Primary Submission Category: Causal Inference in Networks
Design and analysis for valid causal inference with Network-dependent data
Authors: Zhejia Dong, Youjin Lee,
Presenting Author: Zhejia Dong*
Matching is widely used to mimic randomized experiments by forming matched sets in which treated and control units differ only randomly with respect to important confounding variables. However, when the study population consists of interconnected units from a single network or a small number of networks, matching solely on confounding variables may produce matched units that are not randomly different with respect to their network distance, but instead are more likely to be closely connected after matching. Such increased network closeness within matched sets may induce spurious associations between treatment and outcome, when both variables exhibit shared autocorrelation patterns on the network.
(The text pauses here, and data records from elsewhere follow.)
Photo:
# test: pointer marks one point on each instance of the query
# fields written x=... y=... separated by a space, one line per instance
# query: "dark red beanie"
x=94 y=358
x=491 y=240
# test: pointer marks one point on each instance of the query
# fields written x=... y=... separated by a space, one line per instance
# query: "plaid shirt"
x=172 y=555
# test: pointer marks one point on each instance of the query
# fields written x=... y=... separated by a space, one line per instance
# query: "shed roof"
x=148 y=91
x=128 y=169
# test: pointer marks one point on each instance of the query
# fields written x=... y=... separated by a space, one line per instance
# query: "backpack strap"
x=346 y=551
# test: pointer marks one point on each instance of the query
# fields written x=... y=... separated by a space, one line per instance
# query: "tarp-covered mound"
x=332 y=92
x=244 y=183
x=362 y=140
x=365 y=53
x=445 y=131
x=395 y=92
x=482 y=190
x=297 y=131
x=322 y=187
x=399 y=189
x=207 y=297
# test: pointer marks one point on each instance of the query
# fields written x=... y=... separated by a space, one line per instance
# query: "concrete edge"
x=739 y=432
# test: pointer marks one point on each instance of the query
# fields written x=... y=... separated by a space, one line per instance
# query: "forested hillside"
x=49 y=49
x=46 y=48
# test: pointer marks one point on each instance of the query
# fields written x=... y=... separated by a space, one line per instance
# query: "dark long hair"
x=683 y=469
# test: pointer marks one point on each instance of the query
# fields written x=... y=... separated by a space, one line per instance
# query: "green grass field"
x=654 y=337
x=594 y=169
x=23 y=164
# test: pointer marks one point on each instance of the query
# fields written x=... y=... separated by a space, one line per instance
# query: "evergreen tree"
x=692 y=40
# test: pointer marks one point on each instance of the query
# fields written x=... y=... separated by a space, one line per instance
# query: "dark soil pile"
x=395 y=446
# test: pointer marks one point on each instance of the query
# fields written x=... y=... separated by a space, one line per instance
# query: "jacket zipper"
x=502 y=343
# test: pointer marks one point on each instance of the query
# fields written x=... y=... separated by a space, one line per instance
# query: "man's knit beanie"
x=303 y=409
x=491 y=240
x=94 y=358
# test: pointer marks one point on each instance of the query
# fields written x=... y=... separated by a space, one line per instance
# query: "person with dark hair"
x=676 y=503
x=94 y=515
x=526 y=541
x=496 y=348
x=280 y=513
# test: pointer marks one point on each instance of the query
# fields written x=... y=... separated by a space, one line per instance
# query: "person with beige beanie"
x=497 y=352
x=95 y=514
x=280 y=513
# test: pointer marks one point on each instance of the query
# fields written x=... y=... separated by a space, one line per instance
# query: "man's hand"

To reduce spurious associations within matched sets while preserving the validity of within-matched-set causal comparisons, we propose a new matching method that matches units with similar covariates while reducing within-matched-set dependence by imposing additional constraints on network proximity. Furthermore, at the analysis stage, to account for residual dependence across matched sets, we propose a valid randomization inference procedure for testing the sharp null hypothesis of no causal effect that accommodates across-matched-set dependence without explicit assumptions on the underlying dependence structure. We demonstrate the validity and utility of the proposed methods through simulation studies and an application to real-world HIV transmission network data.